Его заверения меня на некоторое время успокаивали. Мой супруг не мог позволить материальным заботам нарушить его душевное равновесие, и я была благодарна ему за то, что он не жалуется на необходимость взваливать на себя дополнительную работу. Он, вне всякого сомнения, был человеком слишком выдающихся достоинств, чтобы поддаваться заурядным чувствам, никогда не проявлял вульгарного раздражения и никакому сколь угодно неприятному событию не позволил бы пошатнуть справедливую взвешенность его суждений. К тому же он был неукоснительно верен себе. Ни одно из пережитых нами потрясений — ни смена континента, ни надобность приноровиться к новой шкале ценностей, ни столкновение с иной цивилизацией, отличной от нашей, ни столь осязаемые перемены в моем образе действий — на него никоим образом не повлияло. Его воззрения и принципы оставались прежними, от всего того, что мы узнали в новой для нас стране, его аналитические построения приняли лишь более четкую форму. Под конец муж свел дружбу со знаменитым поэтом и анархистом Полом Гудменом, смерть которого потрясла его сильнее, чем все наши переезды и финансовые затруднения.
Тем не менее новые работы, за которые он брался, отнимали больше времени, чем предполагалось поначалу. Больше не удавалось выкраивать несколько часов в день для научных трудов.

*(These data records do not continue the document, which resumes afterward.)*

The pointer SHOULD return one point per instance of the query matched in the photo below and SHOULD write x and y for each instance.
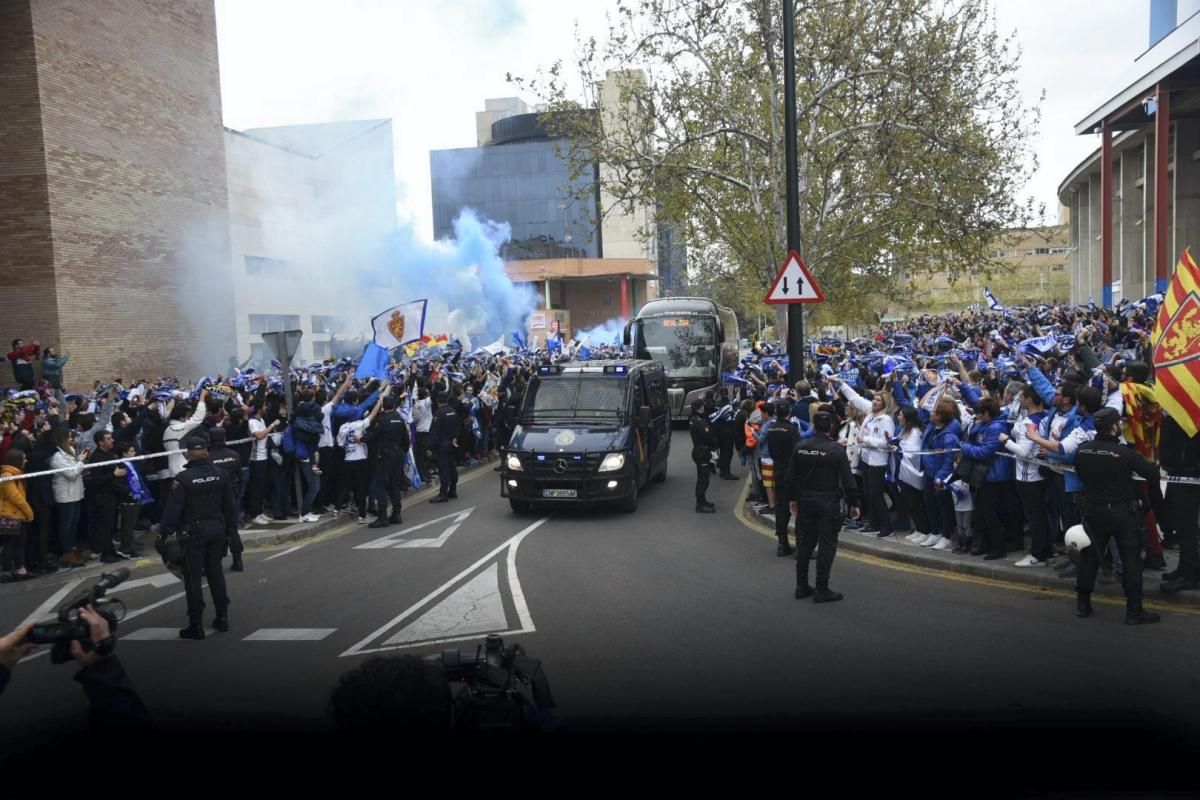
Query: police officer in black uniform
(228, 462)
(388, 444)
(819, 475)
(443, 440)
(702, 444)
(1107, 467)
(721, 419)
(201, 513)
(781, 440)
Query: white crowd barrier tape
(25, 476)
(1055, 465)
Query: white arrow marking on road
(157, 582)
(390, 540)
(474, 595)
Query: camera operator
(114, 702)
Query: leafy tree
(913, 138)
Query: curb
(966, 565)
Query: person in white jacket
(874, 438)
(69, 493)
(180, 427)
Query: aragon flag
(1177, 347)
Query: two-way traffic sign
(793, 283)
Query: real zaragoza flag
(1177, 347)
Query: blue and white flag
(400, 324)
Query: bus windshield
(571, 398)
(687, 347)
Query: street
(658, 619)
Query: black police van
(588, 432)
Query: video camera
(70, 626)
(501, 689)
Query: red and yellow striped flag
(1177, 347)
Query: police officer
(817, 469)
(1107, 467)
(721, 420)
(781, 440)
(388, 444)
(702, 444)
(229, 463)
(202, 513)
(443, 441)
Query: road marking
(291, 549)
(390, 540)
(1042, 591)
(52, 602)
(289, 635)
(454, 589)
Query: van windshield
(575, 398)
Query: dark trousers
(1123, 524)
(702, 474)
(915, 506)
(355, 473)
(817, 522)
(202, 557)
(448, 469)
(103, 523)
(1183, 500)
(1033, 503)
(389, 483)
(875, 479)
(256, 488)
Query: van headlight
(612, 462)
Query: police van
(589, 432)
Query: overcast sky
(429, 65)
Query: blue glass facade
(528, 186)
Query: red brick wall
(135, 167)
(28, 306)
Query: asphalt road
(663, 619)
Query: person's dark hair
(1138, 372)
(989, 405)
(1090, 398)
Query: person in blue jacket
(983, 444)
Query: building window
(257, 266)
(324, 324)
(268, 323)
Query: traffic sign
(793, 283)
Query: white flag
(400, 324)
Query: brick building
(114, 228)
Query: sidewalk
(1045, 577)
(252, 537)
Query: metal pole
(795, 311)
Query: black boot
(193, 631)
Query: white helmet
(1075, 540)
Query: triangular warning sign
(486, 597)
(793, 283)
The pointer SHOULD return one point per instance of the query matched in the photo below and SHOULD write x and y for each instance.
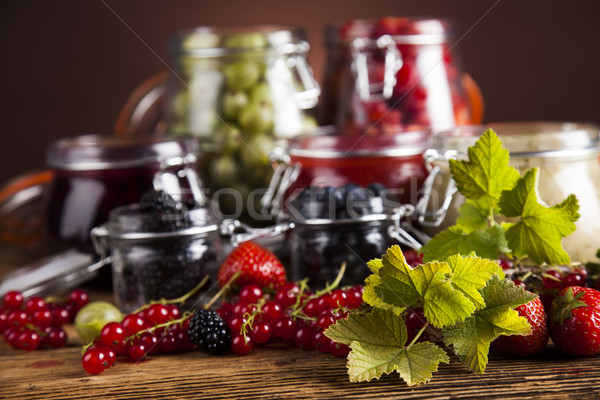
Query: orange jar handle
(143, 112)
(474, 98)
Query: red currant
(13, 300)
(250, 293)
(157, 314)
(261, 332)
(57, 338)
(60, 316)
(17, 318)
(28, 340)
(354, 297)
(339, 298)
(113, 335)
(271, 312)
(285, 328)
(150, 341)
(34, 304)
(78, 298)
(41, 318)
(94, 361)
(241, 345)
(132, 324)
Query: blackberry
(209, 332)
(159, 201)
(164, 214)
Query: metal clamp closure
(427, 214)
(393, 62)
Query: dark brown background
(68, 66)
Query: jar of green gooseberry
(241, 91)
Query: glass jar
(388, 74)
(566, 153)
(346, 225)
(149, 265)
(239, 90)
(93, 174)
(331, 159)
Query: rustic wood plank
(281, 371)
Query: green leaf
(371, 297)
(377, 341)
(472, 216)
(415, 364)
(470, 274)
(488, 244)
(428, 285)
(471, 338)
(539, 233)
(487, 172)
(377, 328)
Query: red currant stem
(225, 288)
(333, 285)
(159, 326)
(250, 317)
(177, 300)
(418, 335)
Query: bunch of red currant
(292, 314)
(156, 328)
(29, 324)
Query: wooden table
(281, 371)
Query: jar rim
(546, 139)
(432, 31)
(326, 143)
(102, 152)
(212, 44)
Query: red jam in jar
(389, 74)
(93, 174)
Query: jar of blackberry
(159, 248)
(388, 74)
(348, 225)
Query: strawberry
(532, 344)
(575, 321)
(256, 264)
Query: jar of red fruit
(93, 174)
(389, 74)
(330, 159)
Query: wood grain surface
(277, 371)
(281, 371)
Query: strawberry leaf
(538, 233)
(470, 274)
(428, 285)
(471, 338)
(377, 341)
(489, 243)
(486, 173)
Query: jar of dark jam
(350, 225)
(158, 255)
(93, 174)
(389, 74)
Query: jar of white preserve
(567, 155)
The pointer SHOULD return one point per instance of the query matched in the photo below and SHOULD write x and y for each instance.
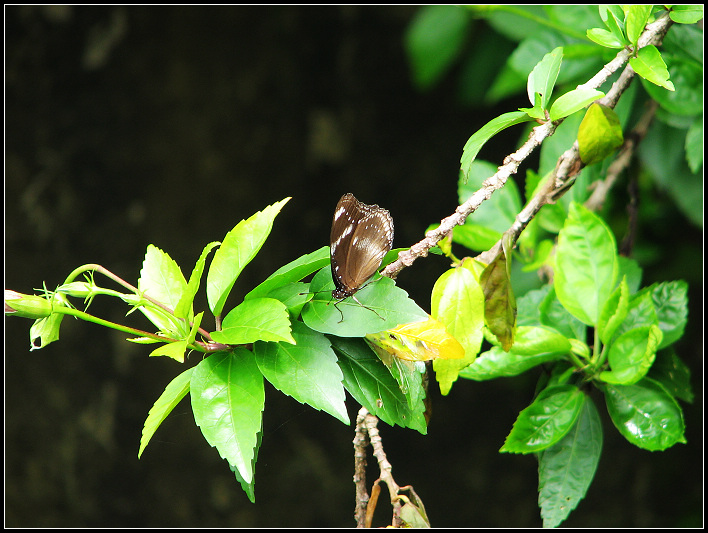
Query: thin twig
(568, 166)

Он попытался работать по вечерам дома, но дети теперь поднимали больше шума — разумеется, из-за тесноты новой квартиры. И я заметила, что он уже не так снисходителен к ним. Он утратил прежнюю отрешенно-юмористическую терпимость, что некогда делала домашнюю жизнь такой мирной и веселой. Ночью, когда все наконец угомонятся, он вставал, чтобы послушать музыку, ведь днем мы больше не могли себе этого позволить: взамен кабинета имелась только общая гостиная, по которой, конечно, без конца сновали дети. Затем, когда музыка — я в этом не сомневалась — возвращала его к самому себе, он выключал ее и погружался, как я предполагала, в свои занятия. Но работал он, читал или размышлял — этого я знать не могла, не решаясь ему помешать. Но и я спала плохо: меня тревожили его многочасовые бдения, поскольку наутро он казался более издерганным, чем накануне. И чем чаще я замечала в нем признаки растущей усталости, тем раздражительнее становилась сама. Более всего я боялась поддаться жалости к нему, размякнуть.